Herói (benevolente, forte); Vítima (benevolente, fraca); Vilão (malévolo, forte); e Tolo (malévolo, fraco). Finalmente, a popularidade dos memes também tem sido estudada através do uso de recursos visuais, por exemplo, escala, inclusão de texto e atributos de seus assuntos [41]; usamos esses recursos como controles em nossa análise.

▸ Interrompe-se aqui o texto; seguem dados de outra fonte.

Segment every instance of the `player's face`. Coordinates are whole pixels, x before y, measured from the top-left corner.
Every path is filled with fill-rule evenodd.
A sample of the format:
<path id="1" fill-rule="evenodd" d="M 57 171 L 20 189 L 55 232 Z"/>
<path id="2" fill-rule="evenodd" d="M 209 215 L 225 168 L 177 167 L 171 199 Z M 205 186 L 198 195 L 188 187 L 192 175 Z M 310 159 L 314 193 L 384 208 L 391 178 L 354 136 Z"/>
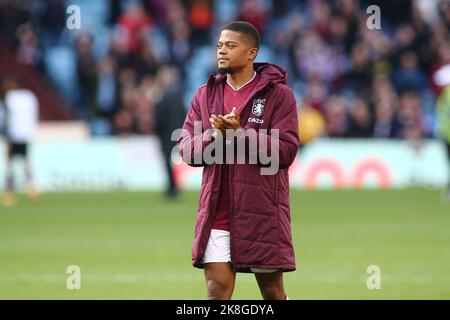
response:
<path id="1" fill-rule="evenodd" d="M 219 70 L 232 73 L 253 63 L 258 49 L 241 33 L 223 30 L 217 42 L 217 64 Z"/>

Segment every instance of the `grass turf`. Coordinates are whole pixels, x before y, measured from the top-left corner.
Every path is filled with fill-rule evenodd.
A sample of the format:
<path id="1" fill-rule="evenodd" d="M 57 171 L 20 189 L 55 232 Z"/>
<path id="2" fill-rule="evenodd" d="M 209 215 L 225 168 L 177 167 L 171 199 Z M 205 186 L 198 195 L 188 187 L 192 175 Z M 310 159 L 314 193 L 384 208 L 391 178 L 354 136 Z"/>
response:
<path id="1" fill-rule="evenodd" d="M 204 299 L 191 266 L 198 193 L 61 193 L 0 206 L 1 299 Z M 450 299 L 450 205 L 439 190 L 292 191 L 291 299 Z M 66 269 L 81 268 L 81 290 Z M 369 265 L 381 289 L 366 286 Z M 238 274 L 234 299 L 260 299 Z"/>

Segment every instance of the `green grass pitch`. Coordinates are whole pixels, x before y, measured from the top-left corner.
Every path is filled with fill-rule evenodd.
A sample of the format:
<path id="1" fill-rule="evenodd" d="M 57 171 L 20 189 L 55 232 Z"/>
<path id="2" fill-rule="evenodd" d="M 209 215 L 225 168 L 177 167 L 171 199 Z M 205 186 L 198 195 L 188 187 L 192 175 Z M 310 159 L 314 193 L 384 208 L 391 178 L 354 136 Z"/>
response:
<path id="1" fill-rule="evenodd" d="M 191 266 L 198 192 L 45 194 L 0 206 L 1 299 L 204 299 Z M 450 204 L 439 190 L 291 191 L 291 299 L 450 299 Z M 81 268 L 68 290 L 66 269 Z M 367 267 L 381 269 L 369 290 Z M 238 274 L 234 299 L 260 299 Z"/>

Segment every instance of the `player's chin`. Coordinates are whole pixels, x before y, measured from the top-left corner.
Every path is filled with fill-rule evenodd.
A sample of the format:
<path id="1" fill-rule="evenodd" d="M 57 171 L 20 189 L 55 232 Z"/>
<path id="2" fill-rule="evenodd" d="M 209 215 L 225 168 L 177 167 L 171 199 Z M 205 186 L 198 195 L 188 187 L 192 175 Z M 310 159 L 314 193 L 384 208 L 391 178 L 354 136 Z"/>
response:
<path id="1" fill-rule="evenodd" d="M 230 62 L 227 60 L 222 60 L 217 62 L 217 68 L 219 69 L 227 69 L 230 67 Z"/>

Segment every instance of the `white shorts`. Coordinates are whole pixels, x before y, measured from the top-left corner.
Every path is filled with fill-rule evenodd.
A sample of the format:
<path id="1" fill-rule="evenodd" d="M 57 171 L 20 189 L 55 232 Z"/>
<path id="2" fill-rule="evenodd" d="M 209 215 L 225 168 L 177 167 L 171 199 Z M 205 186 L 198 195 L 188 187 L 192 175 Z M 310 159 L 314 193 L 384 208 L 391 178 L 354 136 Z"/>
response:
<path id="1" fill-rule="evenodd" d="M 202 263 L 211 262 L 231 262 L 229 231 L 219 229 L 211 230 Z M 272 273 L 278 271 L 278 269 L 250 268 L 250 271 L 253 273 Z"/>

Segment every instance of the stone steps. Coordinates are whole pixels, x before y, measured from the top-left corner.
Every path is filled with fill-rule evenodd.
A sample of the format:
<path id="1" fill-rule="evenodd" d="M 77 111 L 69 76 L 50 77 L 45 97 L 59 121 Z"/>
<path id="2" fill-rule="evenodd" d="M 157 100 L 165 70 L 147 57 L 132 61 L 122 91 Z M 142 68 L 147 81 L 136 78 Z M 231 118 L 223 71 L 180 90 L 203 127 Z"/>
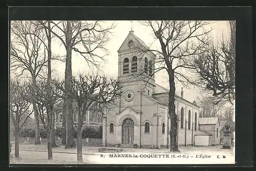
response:
<path id="1" fill-rule="evenodd" d="M 121 144 L 119 146 L 122 148 L 133 148 L 132 144 Z"/>

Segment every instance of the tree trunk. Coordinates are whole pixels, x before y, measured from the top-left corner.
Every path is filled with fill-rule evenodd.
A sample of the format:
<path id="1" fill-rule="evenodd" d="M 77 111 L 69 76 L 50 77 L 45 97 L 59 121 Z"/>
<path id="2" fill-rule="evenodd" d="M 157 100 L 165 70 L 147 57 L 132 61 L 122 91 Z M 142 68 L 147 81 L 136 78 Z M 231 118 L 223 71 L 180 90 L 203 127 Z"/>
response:
<path id="1" fill-rule="evenodd" d="M 56 129 L 54 128 L 52 129 L 52 147 L 57 147 L 59 145 L 56 144 Z"/>
<path id="2" fill-rule="evenodd" d="M 14 138 L 15 138 L 15 158 L 19 158 L 19 146 L 18 146 L 18 132 L 16 128 L 15 128 L 14 130 Z"/>
<path id="3" fill-rule="evenodd" d="M 175 113 L 175 83 L 174 82 L 174 73 L 169 73 L 169 83 L 170 86 L 169 91 L 169 115 L 170 118 L 170 151 L 171 152 L 180 152 L 178 149 L 177 143 L 177 117 Z"/>
<path id="4" fill-rule="evenodd" d="M 34 109 L 34 113 L 35 116 L 35 144 L 39 145 L 41 144 L 40 142 L 40 128 L 39 125 L 38 113 L 37 111 L 37 106 L 35 102 L 33 103 L 33 108 Z"/>
<path id="5" fill-rule="evenodd" d="M 36 86 L 36 80 L 35 77 L 32 76 L 32 85 L 34 88 L 33 89 L 33 93 L 35 94 L 35 90 Z M 39 118 L 38 118 L 38 111 L 37 110 L 37 106 L 35 100 L 33 102 L 33 108 L 34 109 L 34 113 L 35 115 L 35 144 L 39 145 L 41 144 L 40 142 L 40 128 L 39 126 Z"/>
<path id="6" fill-rule="evenodd" d="M 82 124 L 81 123 L 78 123 L 77 126 L 77 162 L 82 163 Z"/>
<path id="7" fill-rule="evenodd" d="M 52 132 L 50 130 L 47 132 L 47 149 L 48 151 L 48 160 L 52 160 Z"/>
<path id="8" fill-rule="evenodd" d="M 81 105 L 78 104 L 78 115 L 77 118 L 77 162 L 82 163 L 82 116 L 81 115 Z"/>
<path id="9" fill-rule="evenodd" d="M 67 21 L 66 34 L 66 50 L 67 55 L 66 59 L 65 70 L 65 89 L 69 89 L 72 87 L 72 70 L 71 68 L 71 38 L 72 32 L 71 30 L 71 21 Z M 67 122 L 67 141 L 65 148 L 71 148 L 75 147 L 74 141 L 73 121 L 73 106 L 72 100 L 69 98 L 65 98 L 64 105 L 67 106 L 65 111 L 65 115 Z"/>
<path id="10" fill-rule="evenodd" d="M 61 137 L 62 137 L 62 140 L 61 140 L 61 145 L 66 145 L 66 116 L 65 115 L 65 112 L 64 111 L 66 110 L 64 109 L 66 109 L 66 108 L 63 106 L 63 113 L 62 113 L 62 129 L 61 131 Z"/>

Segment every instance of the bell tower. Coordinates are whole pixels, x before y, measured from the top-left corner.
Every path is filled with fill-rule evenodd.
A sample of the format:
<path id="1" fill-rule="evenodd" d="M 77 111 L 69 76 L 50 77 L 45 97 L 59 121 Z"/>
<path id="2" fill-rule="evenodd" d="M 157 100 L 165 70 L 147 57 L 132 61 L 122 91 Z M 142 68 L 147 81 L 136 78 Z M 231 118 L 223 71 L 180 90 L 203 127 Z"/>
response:
<path id="1" fill-rule="evenodd" d="M 154 93 L 156 55 L 148 50 L 134 32 L 130 31 L 117 51 L 118 80 L 124 89 L 142 91 L 149 96 Z"/>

A comunidade de Interação Humano-Computador (CHI) há muito investe na promoção de uma maior solidariedade global e no aumento da diversidade de pesquisadores e sujeitos de pesquisa [6]. Os primeiros apelos para que a comunidade CHI se concentrasse na guerra e na paz giravam em torno da educação, do uso de novas tecnologias para conectar facções opostas e da exposição dos horrores da guerra [31]. Atenção adicional foi dada ao processamento do trauma, inclusive por meio de plataformas de mídia social [55]. Embora a maioria dos estudos se tenha centrado na experiência individual ou de grupo do trauma, uma visão semelhante poderia ser adoptada para uma nação que processa o trauma contínuo da guerra. À medida que o governo e o povo da Ucrânia tentam transmitir as suas experiências através das redes sociais, os mesmos princípios de design são importantes: transparência [19], capacitação [30] e apoio dos pares [1]. Neste estudo, focamos especialmente na ação de retuíte como materialização do apoio por parte dos usuários da plataforma. Além disso, a CHI teve um papel importante na elucidação da relação entre as redes sociais e o discurso político em todo o mundo. Estudos recentes revelaram o papel da demagogia no envolvimento cívico no Reddit [49], na participação no ativismo online (“slacktivismo”) em campanhas de doação [40] e no alcance de anúncios anti-migração direcionados no Facebook [7]. Embora se saiba que as bases de utilizadores das plataformas de redes sociais não são representativas da sociedade em geral, o seu número crescente torna cada vez mais importante examinar a eficácia da comunicação política e as suas possíveis implicações no mundo real.